To determine ETc, ETo is multiplied by a crop coefficient (Kc). These crop coefficients are basically a “fudge factor” to represent the fraction of ETo that the actual crop experiences. Kc values will vary during the growing season as the canopy develops and then senesces, usually peaking around veraison, holding steady and then dropping near or after harvest. Kc values have been computed and published by many researchers for many different crops, including grape vineyards. However, they are prone to error and we have found, using soil moisture as our guide, that we can irrigate far less than the amount ETo*Kc produced without long-term loss of soil moisture. So, actual Kc is likely substantially lower than published values of Kc are telling us based on our experience.
In fact, last year we ran some REAL ET eddy covariance measurements and compared them with ETo computed from nearby weather stations and found effective Kc values of around 0.35 for a full canopy in three vineyards, compared with published values of around 0.6. That’s a big difference!
Surface renewal has been a popular method of ET determination in recent years. While surface renewal is a valid micromet method, we should caution that it is not a direct ET measurement. Rather, it is based on a surface energy budget (Fig. 4). Let me explain.
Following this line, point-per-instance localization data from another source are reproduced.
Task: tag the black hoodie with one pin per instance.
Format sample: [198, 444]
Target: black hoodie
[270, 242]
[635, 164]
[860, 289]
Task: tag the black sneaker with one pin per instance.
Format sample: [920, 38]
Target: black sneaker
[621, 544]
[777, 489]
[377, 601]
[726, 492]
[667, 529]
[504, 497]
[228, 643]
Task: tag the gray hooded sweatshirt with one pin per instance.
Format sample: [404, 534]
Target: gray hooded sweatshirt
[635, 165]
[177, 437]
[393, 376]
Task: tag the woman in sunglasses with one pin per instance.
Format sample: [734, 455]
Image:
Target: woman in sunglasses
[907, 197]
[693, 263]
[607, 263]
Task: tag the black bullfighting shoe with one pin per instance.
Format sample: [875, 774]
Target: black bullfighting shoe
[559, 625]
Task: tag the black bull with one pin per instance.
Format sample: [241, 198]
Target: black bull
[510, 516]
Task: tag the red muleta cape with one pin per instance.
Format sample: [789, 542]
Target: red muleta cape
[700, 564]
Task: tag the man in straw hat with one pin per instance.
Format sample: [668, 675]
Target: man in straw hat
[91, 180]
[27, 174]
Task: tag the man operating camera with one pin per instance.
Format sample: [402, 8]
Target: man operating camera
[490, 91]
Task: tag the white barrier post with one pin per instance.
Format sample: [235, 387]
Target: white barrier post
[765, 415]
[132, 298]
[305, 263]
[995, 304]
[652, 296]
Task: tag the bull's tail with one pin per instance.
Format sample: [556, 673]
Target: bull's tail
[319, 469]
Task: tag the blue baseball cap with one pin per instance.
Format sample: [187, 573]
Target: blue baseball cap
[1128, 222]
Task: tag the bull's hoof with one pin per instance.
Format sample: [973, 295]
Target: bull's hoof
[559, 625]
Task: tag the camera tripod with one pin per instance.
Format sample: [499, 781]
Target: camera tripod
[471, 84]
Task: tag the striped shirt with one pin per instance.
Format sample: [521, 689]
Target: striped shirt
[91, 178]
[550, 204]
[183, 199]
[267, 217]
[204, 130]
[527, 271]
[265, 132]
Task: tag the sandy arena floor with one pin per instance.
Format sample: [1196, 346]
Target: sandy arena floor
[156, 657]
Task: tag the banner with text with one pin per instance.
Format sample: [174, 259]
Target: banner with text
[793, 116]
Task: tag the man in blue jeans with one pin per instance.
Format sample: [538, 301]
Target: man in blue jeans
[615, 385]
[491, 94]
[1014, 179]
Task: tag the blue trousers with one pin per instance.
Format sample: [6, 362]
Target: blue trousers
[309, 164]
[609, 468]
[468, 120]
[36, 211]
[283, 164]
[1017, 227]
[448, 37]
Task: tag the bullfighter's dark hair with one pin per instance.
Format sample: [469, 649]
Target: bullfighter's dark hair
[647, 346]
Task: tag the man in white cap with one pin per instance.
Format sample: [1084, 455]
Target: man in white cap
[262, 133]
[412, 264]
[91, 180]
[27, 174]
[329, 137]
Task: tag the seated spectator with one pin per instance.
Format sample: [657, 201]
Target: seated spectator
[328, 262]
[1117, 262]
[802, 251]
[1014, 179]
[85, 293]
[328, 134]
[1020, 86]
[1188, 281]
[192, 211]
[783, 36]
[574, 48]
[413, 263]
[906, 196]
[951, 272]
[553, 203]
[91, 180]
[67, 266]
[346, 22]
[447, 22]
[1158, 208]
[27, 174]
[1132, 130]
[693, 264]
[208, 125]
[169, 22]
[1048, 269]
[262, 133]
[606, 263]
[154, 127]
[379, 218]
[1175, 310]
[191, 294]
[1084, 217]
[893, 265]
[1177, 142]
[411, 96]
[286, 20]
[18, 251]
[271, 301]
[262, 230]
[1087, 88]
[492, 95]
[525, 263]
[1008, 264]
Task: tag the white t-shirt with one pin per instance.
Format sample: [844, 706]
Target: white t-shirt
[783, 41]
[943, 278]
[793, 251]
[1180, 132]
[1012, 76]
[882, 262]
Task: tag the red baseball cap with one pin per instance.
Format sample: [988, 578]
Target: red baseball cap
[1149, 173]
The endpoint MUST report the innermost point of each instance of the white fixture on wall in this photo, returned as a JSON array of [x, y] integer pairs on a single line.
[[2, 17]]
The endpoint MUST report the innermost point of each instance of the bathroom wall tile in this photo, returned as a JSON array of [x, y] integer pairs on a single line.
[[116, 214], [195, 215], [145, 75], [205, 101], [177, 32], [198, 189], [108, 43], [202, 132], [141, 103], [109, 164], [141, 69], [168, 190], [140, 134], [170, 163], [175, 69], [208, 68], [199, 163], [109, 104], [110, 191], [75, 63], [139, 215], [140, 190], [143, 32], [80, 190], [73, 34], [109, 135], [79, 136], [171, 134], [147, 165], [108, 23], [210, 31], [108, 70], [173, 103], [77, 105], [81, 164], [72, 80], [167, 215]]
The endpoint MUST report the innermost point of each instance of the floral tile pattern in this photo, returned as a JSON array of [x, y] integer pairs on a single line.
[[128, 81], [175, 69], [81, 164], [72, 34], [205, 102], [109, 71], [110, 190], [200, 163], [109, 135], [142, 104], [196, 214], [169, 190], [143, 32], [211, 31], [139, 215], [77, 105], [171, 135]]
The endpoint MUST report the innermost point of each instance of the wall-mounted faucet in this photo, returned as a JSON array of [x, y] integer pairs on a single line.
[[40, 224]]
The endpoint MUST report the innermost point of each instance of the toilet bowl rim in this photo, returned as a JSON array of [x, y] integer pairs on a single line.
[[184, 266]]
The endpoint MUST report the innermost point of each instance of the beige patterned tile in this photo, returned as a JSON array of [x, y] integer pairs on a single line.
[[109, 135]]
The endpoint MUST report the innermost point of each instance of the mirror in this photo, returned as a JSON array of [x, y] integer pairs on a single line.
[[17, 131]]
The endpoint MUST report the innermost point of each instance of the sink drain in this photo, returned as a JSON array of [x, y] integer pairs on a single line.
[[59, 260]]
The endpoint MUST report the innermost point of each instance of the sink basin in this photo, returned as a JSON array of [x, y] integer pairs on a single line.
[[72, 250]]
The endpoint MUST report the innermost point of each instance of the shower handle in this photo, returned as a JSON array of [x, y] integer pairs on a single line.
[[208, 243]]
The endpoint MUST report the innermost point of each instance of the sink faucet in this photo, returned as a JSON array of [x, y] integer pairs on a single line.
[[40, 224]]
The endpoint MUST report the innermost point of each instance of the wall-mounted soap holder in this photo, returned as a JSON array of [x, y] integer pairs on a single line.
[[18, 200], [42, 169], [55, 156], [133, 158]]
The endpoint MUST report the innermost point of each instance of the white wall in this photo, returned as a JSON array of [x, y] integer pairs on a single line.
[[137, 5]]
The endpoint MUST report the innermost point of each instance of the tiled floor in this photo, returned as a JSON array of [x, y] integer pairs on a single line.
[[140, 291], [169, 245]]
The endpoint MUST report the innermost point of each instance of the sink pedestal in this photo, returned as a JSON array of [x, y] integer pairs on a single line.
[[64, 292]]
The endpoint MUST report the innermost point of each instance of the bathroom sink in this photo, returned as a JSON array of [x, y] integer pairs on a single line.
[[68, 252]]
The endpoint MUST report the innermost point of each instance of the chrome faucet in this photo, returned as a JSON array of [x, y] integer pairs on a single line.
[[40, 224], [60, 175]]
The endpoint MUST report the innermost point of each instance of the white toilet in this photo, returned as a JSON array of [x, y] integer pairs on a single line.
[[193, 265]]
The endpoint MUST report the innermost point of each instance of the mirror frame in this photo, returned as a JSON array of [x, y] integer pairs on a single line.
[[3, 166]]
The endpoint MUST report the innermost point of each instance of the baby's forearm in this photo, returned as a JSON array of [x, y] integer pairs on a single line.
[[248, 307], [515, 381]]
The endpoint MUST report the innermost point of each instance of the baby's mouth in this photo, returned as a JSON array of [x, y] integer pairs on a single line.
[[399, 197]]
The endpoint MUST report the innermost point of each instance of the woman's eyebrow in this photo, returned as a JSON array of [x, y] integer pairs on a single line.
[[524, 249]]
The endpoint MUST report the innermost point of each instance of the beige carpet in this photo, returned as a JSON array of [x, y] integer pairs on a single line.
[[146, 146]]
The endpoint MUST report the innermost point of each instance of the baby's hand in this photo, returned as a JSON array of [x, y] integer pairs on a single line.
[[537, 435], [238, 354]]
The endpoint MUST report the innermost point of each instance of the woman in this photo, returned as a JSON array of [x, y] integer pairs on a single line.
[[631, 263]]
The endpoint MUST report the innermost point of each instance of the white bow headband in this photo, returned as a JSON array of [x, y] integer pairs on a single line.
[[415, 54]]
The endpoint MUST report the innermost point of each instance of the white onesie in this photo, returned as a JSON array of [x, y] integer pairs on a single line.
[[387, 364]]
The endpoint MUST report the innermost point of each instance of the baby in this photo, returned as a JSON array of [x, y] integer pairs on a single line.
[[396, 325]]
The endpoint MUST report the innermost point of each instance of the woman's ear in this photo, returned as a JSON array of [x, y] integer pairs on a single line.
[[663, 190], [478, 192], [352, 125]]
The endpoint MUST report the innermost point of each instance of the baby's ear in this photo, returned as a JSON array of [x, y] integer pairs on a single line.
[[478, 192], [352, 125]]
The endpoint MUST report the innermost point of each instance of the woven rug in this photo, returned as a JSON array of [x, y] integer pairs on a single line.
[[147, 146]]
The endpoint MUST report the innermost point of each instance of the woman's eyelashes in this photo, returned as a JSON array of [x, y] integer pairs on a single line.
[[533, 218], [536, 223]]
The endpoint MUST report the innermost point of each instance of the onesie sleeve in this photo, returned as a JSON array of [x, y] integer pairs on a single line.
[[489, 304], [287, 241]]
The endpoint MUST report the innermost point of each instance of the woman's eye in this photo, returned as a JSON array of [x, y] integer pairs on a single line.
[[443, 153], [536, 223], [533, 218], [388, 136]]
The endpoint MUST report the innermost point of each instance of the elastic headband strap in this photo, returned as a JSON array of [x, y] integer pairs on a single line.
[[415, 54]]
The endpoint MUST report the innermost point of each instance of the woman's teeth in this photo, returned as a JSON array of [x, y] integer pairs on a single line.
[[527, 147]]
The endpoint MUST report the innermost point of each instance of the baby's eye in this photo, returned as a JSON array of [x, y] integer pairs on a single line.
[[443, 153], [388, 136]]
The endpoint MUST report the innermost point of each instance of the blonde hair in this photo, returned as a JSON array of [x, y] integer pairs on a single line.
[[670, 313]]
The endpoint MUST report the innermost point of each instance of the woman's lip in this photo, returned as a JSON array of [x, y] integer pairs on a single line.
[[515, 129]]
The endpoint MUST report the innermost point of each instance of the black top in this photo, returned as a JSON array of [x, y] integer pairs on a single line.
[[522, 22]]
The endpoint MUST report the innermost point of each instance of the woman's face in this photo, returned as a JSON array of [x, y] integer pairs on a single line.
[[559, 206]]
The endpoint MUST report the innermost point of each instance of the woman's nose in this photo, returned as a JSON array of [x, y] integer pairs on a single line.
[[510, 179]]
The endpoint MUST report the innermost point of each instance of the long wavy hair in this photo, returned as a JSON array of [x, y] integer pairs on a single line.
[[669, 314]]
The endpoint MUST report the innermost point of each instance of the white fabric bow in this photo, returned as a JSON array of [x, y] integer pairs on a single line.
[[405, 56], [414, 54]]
The energy budget of a field (or any other part of the Earth’s surface) is comprised of four basic flux components:
1) Net radiation flux, Rn, which is the amount of solar radiation that provides energy to the surface (downwelling radiation minus reflected radiation)
2) Ground heat flux, G, which is energy that warms the surface of the soil and penetrates into deeper levels
3) Sensible heat flux, H, which is energy dissipated into the air by heating of the air from soil and leaves and is transported into the ambient environment by turbulence, just like water vapor is
4) Latent heat of evaporation flux, LE, which is energy used to evaporate water from liquid into vapor, which is then transported into the ambient environment by turbulence, just like sensible heat is.

The surface renewal approach measures not latent heat flux or water vapor flux, but it measures sensible heat flux. To determine latent heat flux, and from that, evaporation flux, the energy budget is used to net out that term. Usually, the other two terms, Rn and G, are estimated, and whether or not estimated or measured, each term in the energy budget equation represents a source of potential error. The net of it is that surface renewal is prone to error, unlike eddy covariance, which is a direct measurement of water vapor movement and does not require any assumptions or models.
Are there any limitations on where eddy covariance can be used?
Yes, there are limitations, which are pretty much the same limitations that surface renewal has. The field needs to be a decent size – large enough to provide a few hundred feet of upwind fetch to the sensor. This is to allow the flow field to stabilize and avoid edge effects, like from roads and ponds. And while the field should ideally be flat, sloped fields can be used as long as the slope is relatively consistent. We tested the LI-710 over some uneven and sloped vineyards last year and got good readings from those, but site selection is important and tiny little “island” vineyards are simply not candidates. This is true for both surface renewal and eddy covariance sensing techniques.
That said, most commercial-scale vineyards will be able to use this new device and we look forward to rolling them out to early adopters in this and upcoming growing seasons!